Every couple of minutes, a large truck splattered with mud rumbles through the gate to what was once an expanse of mangroves. After recent rains, a lake has formed where the lush vegetation once flourished. Further on, more than 20 yellow diggers are hard at work scooping up sludge, which lorries dump in a nearby field. For Mexican president Andres Manuel Lopez Obrador, who wants to turn this swamp into his signature infrastructure project – an $8bn oil refinery – the location in his southeastern home state of Tabasco could not be better. The town is called Paraiso, or paradise.
The president sees it as the promised land for Pemex, the struggling national oil company; for Tabasco, whose economy shrank 11 percent in the first quarter; and for people like Concepcion Alvarez, who has parked his cart selling juices and snacks outside the gates to the site. “This is going to change things. It’s going to create jobs,” he says.
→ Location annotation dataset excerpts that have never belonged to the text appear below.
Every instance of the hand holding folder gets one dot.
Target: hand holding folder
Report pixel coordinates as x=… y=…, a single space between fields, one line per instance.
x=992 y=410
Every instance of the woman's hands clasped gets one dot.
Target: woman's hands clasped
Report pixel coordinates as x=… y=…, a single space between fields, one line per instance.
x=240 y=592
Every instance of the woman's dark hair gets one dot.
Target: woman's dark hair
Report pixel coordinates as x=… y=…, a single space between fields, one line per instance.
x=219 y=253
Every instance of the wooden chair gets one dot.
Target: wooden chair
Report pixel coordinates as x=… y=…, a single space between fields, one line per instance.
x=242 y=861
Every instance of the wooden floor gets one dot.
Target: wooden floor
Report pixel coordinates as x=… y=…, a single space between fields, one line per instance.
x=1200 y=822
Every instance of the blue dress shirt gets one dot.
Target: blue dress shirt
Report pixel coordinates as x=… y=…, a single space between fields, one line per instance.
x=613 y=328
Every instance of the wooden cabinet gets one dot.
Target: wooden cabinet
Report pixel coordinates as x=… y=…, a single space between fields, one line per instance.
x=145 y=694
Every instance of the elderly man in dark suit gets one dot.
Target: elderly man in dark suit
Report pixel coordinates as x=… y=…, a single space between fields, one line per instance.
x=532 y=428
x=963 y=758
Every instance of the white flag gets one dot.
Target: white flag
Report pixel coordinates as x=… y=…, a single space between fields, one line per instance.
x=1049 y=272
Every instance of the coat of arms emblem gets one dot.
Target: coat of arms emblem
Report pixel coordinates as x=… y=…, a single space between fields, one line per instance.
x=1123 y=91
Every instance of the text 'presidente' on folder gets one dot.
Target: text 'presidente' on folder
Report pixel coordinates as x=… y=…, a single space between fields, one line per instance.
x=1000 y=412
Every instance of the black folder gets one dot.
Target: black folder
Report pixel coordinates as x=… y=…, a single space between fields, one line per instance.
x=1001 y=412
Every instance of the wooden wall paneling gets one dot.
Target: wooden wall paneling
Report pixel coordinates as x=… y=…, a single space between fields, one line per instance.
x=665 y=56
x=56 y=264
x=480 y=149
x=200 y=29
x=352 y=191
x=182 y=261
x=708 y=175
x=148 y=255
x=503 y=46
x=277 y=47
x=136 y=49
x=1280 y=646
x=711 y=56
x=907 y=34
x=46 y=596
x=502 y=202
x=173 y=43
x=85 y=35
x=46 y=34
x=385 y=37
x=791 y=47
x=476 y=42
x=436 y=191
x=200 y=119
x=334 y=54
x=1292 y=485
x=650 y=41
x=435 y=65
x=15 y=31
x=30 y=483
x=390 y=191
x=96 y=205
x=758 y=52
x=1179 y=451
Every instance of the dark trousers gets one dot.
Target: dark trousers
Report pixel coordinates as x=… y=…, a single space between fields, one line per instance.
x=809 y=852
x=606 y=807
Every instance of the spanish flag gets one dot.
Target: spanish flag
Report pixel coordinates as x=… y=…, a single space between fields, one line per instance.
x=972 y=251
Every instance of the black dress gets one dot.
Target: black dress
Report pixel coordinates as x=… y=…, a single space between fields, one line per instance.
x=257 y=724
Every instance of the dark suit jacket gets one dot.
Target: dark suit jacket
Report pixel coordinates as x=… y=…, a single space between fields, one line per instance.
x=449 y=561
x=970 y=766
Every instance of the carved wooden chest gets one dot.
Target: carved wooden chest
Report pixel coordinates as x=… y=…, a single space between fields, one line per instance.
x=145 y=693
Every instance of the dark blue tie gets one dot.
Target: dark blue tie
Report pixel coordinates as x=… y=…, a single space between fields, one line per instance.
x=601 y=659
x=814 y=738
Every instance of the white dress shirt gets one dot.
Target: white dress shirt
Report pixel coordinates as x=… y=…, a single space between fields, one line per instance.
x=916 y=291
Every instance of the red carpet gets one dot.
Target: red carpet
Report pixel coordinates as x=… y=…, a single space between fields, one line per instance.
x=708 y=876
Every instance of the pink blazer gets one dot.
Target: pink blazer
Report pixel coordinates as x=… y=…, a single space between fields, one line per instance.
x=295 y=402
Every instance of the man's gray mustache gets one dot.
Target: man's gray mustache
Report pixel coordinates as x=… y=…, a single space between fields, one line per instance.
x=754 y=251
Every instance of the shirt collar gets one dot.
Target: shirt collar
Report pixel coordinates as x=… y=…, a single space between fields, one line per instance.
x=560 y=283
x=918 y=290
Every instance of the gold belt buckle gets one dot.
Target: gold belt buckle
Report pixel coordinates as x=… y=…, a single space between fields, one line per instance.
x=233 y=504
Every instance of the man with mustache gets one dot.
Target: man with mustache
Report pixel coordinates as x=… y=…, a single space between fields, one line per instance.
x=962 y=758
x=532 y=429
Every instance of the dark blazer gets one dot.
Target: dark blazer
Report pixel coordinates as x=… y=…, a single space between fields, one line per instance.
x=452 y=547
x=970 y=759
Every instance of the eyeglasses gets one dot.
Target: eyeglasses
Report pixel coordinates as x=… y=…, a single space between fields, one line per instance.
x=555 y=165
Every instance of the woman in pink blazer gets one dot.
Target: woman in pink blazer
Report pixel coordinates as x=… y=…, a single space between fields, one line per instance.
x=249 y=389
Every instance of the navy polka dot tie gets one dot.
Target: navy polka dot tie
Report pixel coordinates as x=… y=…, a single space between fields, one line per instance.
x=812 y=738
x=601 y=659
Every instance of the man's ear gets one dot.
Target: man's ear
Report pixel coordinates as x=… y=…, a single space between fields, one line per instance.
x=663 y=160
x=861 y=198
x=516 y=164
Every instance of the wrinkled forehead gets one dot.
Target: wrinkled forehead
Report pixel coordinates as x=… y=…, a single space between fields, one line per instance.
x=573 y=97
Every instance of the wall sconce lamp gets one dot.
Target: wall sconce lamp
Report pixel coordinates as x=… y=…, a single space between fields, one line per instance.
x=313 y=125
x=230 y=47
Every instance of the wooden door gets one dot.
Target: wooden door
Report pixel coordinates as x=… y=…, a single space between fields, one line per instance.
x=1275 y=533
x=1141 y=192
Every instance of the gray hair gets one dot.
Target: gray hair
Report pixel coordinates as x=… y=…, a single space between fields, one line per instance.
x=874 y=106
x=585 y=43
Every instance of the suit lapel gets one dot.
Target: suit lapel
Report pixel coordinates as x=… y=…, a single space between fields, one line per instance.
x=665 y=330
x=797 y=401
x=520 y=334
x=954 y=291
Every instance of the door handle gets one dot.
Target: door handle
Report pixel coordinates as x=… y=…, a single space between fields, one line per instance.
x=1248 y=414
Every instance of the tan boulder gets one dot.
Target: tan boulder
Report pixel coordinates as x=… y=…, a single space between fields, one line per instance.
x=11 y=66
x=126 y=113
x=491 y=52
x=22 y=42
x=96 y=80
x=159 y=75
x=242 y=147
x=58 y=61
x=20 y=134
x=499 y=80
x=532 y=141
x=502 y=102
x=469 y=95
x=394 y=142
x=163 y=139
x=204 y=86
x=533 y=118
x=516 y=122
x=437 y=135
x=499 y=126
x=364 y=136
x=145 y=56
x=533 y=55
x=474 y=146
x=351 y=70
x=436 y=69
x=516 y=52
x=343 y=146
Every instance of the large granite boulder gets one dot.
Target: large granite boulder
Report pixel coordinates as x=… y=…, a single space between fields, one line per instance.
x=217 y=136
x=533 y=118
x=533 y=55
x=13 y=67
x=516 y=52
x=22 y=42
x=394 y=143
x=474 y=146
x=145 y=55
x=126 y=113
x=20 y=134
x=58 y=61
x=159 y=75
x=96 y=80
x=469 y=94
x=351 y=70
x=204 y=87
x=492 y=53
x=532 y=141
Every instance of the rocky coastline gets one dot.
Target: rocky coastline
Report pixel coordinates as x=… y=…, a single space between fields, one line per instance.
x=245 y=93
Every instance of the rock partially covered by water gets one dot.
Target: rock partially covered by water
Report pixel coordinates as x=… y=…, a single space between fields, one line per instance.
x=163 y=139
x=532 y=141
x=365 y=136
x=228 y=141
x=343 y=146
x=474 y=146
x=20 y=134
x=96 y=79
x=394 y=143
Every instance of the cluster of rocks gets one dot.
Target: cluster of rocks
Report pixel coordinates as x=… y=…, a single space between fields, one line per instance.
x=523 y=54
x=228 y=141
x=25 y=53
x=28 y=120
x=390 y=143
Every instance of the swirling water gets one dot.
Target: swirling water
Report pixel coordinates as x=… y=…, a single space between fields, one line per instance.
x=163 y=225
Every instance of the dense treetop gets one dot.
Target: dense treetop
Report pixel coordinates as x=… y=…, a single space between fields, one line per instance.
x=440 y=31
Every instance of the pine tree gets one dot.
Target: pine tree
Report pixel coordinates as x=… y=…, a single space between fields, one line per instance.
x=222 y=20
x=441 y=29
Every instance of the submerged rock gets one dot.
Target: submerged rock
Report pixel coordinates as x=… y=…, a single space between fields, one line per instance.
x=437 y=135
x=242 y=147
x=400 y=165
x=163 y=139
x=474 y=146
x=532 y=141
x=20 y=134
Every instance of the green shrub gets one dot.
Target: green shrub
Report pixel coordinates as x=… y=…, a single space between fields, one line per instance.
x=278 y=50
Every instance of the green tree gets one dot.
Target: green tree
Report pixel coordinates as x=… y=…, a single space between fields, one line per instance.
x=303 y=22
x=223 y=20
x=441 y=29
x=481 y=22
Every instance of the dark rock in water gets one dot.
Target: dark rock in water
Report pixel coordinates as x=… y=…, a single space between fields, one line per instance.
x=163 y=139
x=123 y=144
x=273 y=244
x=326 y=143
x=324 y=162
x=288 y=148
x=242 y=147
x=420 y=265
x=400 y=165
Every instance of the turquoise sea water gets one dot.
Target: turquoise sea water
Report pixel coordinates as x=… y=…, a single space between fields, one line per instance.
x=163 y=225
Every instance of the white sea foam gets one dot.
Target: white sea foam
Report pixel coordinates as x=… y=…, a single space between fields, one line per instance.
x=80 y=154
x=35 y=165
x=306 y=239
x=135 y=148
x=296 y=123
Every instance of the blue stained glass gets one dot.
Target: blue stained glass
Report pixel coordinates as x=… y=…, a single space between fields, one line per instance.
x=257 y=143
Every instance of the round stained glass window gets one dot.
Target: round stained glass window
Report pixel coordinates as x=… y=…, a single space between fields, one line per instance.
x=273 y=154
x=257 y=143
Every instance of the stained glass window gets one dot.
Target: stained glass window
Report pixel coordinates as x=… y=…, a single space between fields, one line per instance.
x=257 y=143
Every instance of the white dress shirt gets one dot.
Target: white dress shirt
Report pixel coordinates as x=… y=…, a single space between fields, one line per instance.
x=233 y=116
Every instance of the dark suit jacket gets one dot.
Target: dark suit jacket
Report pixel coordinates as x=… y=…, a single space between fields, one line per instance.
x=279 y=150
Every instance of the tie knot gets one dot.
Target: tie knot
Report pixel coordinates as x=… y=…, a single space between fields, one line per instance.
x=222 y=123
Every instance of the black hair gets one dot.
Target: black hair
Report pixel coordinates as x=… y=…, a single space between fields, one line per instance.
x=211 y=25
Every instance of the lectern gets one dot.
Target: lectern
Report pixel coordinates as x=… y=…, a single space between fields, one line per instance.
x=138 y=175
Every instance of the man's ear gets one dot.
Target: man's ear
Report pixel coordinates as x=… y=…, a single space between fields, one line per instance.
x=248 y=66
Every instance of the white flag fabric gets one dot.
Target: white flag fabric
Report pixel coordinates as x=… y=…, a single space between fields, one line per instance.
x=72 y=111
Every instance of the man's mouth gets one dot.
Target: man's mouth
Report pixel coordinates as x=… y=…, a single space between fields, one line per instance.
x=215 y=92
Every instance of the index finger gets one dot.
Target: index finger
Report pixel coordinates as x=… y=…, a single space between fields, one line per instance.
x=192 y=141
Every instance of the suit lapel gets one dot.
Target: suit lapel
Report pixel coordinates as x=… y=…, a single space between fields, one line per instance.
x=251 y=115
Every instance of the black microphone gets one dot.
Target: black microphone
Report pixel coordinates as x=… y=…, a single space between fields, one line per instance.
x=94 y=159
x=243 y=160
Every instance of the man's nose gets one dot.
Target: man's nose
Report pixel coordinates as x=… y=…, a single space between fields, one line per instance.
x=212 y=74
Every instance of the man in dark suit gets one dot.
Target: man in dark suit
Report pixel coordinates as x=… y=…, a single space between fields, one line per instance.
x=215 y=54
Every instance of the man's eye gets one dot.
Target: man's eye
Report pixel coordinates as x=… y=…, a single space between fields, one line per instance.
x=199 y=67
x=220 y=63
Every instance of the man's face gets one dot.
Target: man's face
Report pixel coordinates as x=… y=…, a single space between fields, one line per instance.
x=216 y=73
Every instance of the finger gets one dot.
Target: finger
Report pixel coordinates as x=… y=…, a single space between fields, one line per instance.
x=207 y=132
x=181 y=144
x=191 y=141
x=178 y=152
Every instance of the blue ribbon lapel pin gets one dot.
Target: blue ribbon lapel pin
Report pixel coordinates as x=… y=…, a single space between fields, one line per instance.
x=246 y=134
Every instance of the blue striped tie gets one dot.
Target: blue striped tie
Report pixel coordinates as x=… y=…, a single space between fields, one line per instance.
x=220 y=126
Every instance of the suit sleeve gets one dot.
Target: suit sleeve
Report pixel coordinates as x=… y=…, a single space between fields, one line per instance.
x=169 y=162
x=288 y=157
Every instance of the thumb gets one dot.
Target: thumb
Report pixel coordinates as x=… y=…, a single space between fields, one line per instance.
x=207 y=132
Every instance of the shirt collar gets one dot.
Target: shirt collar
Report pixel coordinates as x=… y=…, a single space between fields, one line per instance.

The planned refinery, beside the Dos Bocas port, is much more than just a prestige project. It is a powerful symbol of the new economy Mr Lopez Obrador wants to build: state-directed, centrally-driven, reliant on national production and free of foreign influence.
Pemex is the centrepiece of Mr Lopez Obrador’s aspiration to overturn what he sees as more than three decades of “neoliberal” economic policy. One of his first moves after taking office was to order the oil company to add the motto “For the recovery of sovereignty” to its Mexican-eagle logo.